A rather ordinary and conventional life?

The topic for one of my writing groups next time is ‘The Story of My Life’. Well, I’ve had a rather ordinary and conventional life, parents, sister, school, degree, work, marriage, kids, freedom – moving from Cambridge to Weston-super-Mare to Manchester, to Oldham, to Weston-super-Mare, so far so very good. However it’s not very interesting to write about, although I suppose I could pick out various incidents or times which stand out, things I did, places I went, experiences I had but I must say it doesn’t engage me – although it would be a challenge to write something in a different and original way. I’ve struggled for years trying to think of a way to write something autobiographical in a different and original way, I can’t think how I could do it in less than 1000 words for my fellow group-members!

I’ve been puzzling over this because recently my offerings to the group have been somewhat feeble and very old hat. I want to get to grips with my writing again and try and stretch myself. I had an idea of writing the story of someone else’s life, but in the first person, and I thought about the great-grandma after whom I was named. She was born Lois Penney, the seventh of ten children, but became Lois Walford later in life. Her father Charles, was a basket maker, maybe  fairly humble work at first although baskets in the 1850’s were very much like the plastic of today – in terms of storage and carrying items. Some were small and domestic, some large and used commercially or industrially. In the end, Walford’s baskets were made in factories in the Midlands – but that was after Lois had left home. Her mother Martha née Quanby died when Lois was about fifteen; her father remarried twenty or so years later and had two more children.

Lois Penney left home and somehow met a handsome and extremely rich man, who must have been the love of her life. They had five children, but tragically he died suddenly and unexpectedly when the youngest child was only three years old. It was particularly tragic because they had never married. He came from a very strict, observant Jewish family, and met Lois when his mother was a widow and he never broke away from his her completely. After his death his mother and brothers did support Lois and the children to an extent financially, but she must have felt very alone and daunted by the struggle. It was only after the death of his mother, that Lois took his surname and became Mrs Walford.

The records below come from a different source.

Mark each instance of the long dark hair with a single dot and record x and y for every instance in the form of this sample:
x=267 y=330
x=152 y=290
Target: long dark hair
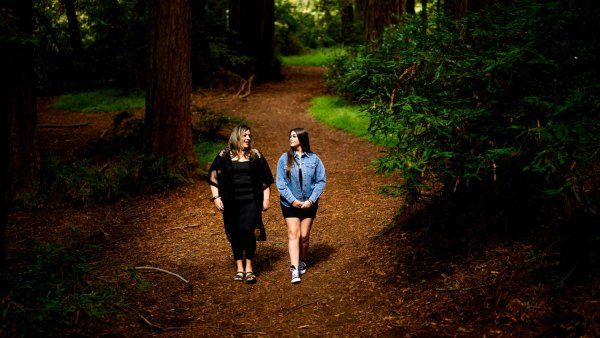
x=304 y=143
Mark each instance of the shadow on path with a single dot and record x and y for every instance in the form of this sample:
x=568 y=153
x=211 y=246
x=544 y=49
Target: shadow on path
x=319 y=253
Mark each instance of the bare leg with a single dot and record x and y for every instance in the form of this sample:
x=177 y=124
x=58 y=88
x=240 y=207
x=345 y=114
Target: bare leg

I mentioned that I’ve had a rather ordinary and conventional life, and Lois Penney Walford appeared to have had a similar life. She was extremely strict and particular with archetypal Victorian values and great emphasis on manners, courtesy and behaving correctly. However, in fact her life was very different from what it seemed from the outside, she was extremely unconventional, having five children without being married to their father. Her life in fact was secretly extraordinary and unconventional. If I write the story of Lois’s life from her point of view, I think I will imagine a diary she wrote on the morning of her daughter Ida’s marriage – Ida was my grandmother. Maybe I will write it as a letter to Ida, telling her daughter the true story of her own life. I think that would interest me more than writing about me! But could I do it in 1000 words? Wait and see!